On 22-Dec-1997, Peter Moulder <reiter at netspace.net.au> wrote:
> Andrew Bromage <bromage at cs.mu.OZ.AU> writes:
> > however there is a semantic "gotcha".
> > Suppose:
> > f(A) = 100/A.
> Yes, but this is just a quality-of-implementation issue.
> Implementations are allowed to be incomplete
> (*see (mercury_ref)Semantics::, and Fergus' (?) recent post describing
> the semantics of error/1).
You are correct.
However, the optimization would not be allowed if the user invoked the
implementation in a mode which disallowed reordering,
and every implementation must provide such a mode.
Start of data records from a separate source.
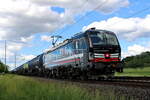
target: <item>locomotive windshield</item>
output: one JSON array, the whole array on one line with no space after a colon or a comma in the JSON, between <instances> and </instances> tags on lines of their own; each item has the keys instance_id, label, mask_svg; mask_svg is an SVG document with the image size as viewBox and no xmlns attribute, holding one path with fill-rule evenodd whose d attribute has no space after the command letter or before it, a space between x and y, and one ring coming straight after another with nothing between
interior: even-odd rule
<instances>
[{"instance_id":1,"label":"locomotive windshield","mask_svg":"<svg viewBox=\"0 0 150 100\"><path fill-rule=\"evenodd\" d=\"M111 32L92 32L90 38L93 45L119 45L116 36Z\"/></svg>"}]
</instances>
Also, if the loop had used an if-then-else rather than a switch,
then the optimization would not be allowed (the reference manual
is a bit vague on this point, but our intent has always been that
an implementation must evaluate the condition of an if-then-elses
before evaluating the `then' or the `else' branches).
Furthermore, my observation is that a fairly significant portion of
existing Mercury code assumes that code in a failing branch of a
switch will not be executed. So performing optimizations that violate
this assumption would not be good quality-of-implementation, IMHO.
Perhaps we should in fact change the reference manual to guarantee that
this assumption holds.
Fergus Henderson <fjh at cs.mu.oz.au> | "I have always known that the pursuit
WWW: <http://www.cs.mu.oz.au/~fjh> | of excellence is a lethal habit"
PGP: finger fjh at 126.96.36.199 | -- the last words of T. S. Garp.